Sounding uses Playwright for browser-capable trials.

Browser trials expose a Sounding page wrapper. Use page or visit() for actions, and keep assertions under expect(page).

test() when the browser matters

Use browser trials when the real browser matters:

  • sign in journeys
  • mobile navigation
  • editors and dashboards
  • gated content flows
  • checkout handoff

When a repo uses a separate functional layer, keep these browser flows under tests/e2e/pages/ and move request or Inertia contracts down into tests/functional/.

js
import { test } from 'sounding'

test(
  'subscriber can finish a members-only issue',
  { browser: true, world: 'issue-access' },
  async ({ visit, expect }) => {
    const page = await visit.as('subscriber')('/issues/the-nerve-to-build')
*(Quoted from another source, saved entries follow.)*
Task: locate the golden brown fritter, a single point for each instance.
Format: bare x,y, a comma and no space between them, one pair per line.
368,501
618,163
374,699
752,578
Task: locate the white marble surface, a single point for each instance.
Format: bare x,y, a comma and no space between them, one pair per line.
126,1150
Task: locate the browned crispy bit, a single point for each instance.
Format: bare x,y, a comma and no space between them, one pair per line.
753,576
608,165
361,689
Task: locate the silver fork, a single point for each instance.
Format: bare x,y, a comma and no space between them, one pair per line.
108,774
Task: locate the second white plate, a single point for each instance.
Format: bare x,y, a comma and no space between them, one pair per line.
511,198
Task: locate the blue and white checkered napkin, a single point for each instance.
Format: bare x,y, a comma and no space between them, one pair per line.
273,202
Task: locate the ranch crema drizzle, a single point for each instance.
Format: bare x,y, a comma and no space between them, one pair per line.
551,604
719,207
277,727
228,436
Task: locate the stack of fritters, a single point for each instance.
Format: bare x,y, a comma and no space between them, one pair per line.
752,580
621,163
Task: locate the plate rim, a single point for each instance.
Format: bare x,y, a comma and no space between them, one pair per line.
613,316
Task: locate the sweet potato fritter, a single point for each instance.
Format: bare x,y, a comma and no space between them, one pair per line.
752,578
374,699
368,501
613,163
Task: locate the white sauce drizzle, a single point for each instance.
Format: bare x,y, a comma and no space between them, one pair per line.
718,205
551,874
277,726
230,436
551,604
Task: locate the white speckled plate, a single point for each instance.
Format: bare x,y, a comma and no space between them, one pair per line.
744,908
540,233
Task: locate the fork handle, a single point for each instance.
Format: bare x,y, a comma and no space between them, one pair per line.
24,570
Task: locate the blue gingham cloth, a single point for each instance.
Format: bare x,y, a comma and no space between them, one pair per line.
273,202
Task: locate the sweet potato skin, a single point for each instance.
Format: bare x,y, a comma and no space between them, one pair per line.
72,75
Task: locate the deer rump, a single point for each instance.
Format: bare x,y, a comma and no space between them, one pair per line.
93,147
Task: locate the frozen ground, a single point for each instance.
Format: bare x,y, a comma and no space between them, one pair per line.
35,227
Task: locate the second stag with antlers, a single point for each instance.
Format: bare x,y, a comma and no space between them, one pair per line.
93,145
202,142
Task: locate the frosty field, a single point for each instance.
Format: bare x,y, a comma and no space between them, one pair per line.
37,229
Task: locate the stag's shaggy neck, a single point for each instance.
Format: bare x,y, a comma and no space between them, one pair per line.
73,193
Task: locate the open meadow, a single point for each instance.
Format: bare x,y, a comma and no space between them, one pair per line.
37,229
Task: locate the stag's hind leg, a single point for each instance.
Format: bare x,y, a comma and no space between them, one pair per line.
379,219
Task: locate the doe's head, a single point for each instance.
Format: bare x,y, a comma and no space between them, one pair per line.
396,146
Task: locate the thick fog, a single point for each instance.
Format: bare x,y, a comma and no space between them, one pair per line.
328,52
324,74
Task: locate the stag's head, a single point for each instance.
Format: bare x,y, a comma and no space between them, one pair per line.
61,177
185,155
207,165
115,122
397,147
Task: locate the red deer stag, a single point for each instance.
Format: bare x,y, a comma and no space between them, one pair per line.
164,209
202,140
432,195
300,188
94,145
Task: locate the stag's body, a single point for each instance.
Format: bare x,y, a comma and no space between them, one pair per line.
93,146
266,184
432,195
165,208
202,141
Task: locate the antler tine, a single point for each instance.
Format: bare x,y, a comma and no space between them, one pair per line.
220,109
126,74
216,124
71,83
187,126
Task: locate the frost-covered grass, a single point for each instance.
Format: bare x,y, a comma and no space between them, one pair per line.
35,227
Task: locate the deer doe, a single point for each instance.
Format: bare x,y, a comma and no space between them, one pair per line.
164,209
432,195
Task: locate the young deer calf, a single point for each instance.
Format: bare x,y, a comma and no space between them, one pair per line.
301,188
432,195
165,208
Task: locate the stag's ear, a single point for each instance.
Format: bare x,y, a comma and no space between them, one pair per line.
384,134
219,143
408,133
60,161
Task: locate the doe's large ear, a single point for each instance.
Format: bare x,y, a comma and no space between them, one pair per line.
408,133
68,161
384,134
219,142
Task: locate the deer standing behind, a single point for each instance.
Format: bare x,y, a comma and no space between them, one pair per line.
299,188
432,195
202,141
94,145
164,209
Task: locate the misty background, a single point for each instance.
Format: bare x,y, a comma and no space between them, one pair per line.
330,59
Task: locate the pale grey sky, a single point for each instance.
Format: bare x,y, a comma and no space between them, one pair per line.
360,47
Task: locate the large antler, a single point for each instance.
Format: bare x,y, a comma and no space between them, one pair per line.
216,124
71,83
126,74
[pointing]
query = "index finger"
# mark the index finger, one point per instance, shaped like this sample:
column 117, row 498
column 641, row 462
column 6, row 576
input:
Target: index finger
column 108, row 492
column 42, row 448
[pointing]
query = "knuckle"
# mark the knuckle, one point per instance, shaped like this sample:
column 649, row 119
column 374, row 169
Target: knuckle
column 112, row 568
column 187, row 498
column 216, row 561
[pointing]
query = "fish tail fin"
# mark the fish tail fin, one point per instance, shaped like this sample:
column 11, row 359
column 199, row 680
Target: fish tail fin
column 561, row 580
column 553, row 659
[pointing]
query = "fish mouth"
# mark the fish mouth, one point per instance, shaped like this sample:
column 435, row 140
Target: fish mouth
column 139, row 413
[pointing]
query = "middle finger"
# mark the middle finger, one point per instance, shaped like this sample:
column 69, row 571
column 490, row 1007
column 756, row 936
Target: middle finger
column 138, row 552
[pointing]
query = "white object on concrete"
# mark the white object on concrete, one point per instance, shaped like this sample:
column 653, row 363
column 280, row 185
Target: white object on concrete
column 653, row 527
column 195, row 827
    await expect(page).toSee('The rest of the story')
    expect(page).toHaveNoSmoke()
  }
)

Expect-first browser assertions

Sounding browser trials keep the action/assertion split clear:

js
await page
  .click('@send-link')
  .type('email', '[email protected]')
  .press('Send link')

await expect(page).toSee('Check your email')
await expect(page).not.toSee('Invalid email')
expect(page).toHavePath('/check-email')

Use these matchers for browser pages:

APIPurpose
expect(page).toSee(text)Assert page text exists in the document text.
expect(page).not.toSee(text)Assert page text is absent.
expect(page).toHaveUrl(url)Assert the full URL, or path when the expected value starts with /.
expect(page).toHavePath(path)Assert path, query, and hash.
expect(page).toHaveTitle(title)Assert document title.
expect(page).toHaveNoJavascriptErrors()Fail on browser runtime errors.
expect(page).toHaveNoConsoleLogs()Fail on any console message, including log, warn, info, and error.
expect(page).toHaveNoConsoleErrors()Fail only on console.error.
expect(page).toHaveNoSmoke()Fail on JavaScript errors or console errors.
expect(page).toMatchScreenshot(name)Compare a full-page screenshot with an approved visual baseline.

toHaveNoConsoleLogs() is intentionally strict. Use it when a flow should leave the browser console completely silent. Use toHaveNoSmoke() for the normal smoke-safety check.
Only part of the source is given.